The International Monetary Fund that once sidelined jobs as a domestic, social issue – focusing on Gross Domestic Product, debt and fiscal rebalancing – now recognizes that employment is among the most important macroeconomic indicators. This is a promising step for the world’s leading financial institution to take – one that organizations such as the JustJobs Network have been advocating since the onset of the financial crisis.

The International Jobs Report, released on Wednesday by the IMF and EIU, comes with a comforting headline: global unemployment has returned to its pre-crisis level, falling to 5.6 percent in 2014. But it is “too soon to declare victory” cautions the IMF’s Prakash Loungani.

Employment growth worldwide stands at a sluggish 1.5 percent a year – much slower than the pre-crisis level of approximately 2.5 percent. The global economy only created roughly 208 million jobs over the last five years. Meanwhile, the global working age population continues to balloon. Projections estimate that between 2012 and 2020, 1.1 billion youth will enter the working age population.

Creating enough jobs to absorb new entrants into the labor market is an urgent challenge, but equally pressing is the need to stem the erosion in job quality. Approximately half of the global workforce labors in the informal sector – without a contract or a voice at the workplace. And even those in the formal sector increasingly find their wages stagnant and benefits stripped away.

In their report, the IMF and EIU acknowledge that the quality, in addition to quantity of jobs, is part of the employment challenge confronting the global economy. The report inaugurates a quarterly Global Jobs Index that looks at the quantity of employment, but it points to the value of the JustJobs Index (JJI) for measuring job quality.

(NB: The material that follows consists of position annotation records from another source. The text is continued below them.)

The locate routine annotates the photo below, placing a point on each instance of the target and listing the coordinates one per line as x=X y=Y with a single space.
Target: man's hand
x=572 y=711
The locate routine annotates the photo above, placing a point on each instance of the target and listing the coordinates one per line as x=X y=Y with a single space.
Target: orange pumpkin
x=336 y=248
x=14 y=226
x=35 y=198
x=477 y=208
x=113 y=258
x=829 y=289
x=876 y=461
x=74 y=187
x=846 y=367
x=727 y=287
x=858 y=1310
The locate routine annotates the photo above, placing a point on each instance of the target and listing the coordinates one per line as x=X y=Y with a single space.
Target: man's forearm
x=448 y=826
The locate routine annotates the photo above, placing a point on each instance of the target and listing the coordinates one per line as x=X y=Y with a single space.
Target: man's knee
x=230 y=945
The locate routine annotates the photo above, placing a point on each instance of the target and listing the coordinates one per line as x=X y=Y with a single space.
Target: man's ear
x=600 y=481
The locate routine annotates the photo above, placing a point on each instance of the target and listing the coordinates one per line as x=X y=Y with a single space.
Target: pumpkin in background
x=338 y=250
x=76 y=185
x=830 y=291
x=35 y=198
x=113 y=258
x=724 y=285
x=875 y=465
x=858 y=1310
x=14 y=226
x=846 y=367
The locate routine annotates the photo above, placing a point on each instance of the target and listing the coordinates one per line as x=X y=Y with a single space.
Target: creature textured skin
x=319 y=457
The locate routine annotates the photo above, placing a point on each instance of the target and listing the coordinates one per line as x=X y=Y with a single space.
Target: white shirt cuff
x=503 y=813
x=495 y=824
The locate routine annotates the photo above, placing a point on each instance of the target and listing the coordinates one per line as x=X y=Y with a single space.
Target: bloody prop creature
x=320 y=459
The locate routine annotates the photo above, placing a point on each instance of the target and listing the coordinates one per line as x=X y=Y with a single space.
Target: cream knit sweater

The JJI – developed by JustJobs Network and Fafo Institute for Applied International Studies – is the first-ever global measure of countries based on both quantity and quality of jobs. The JustJobs Index ranks 148 countries on three dimensions: employment, social security, and gender equality.

The creation of more and better jobs remains one of the most critical issues facing the international community, but the IMF report represents the first step toward addressing it: recognition by global financial institutions that jobs are not only a social concern for individual governments to grapple with, but an economic concern of critical importance to the global economy. A lack of employment constricts aggregate demand and hinders economic expansion; in other words, good jobs are the prerequisite for any economy to remain healthy in the long run.

With international metrics like the Global Jobs Index and the JustJobs Index, the dialogue is shifting toward recognition that those who power the global economy – workers – must themselves be empowered, with “just jobs” – complete with appropriate remuneration, rights at work, social protections and opportunities for economic mobility.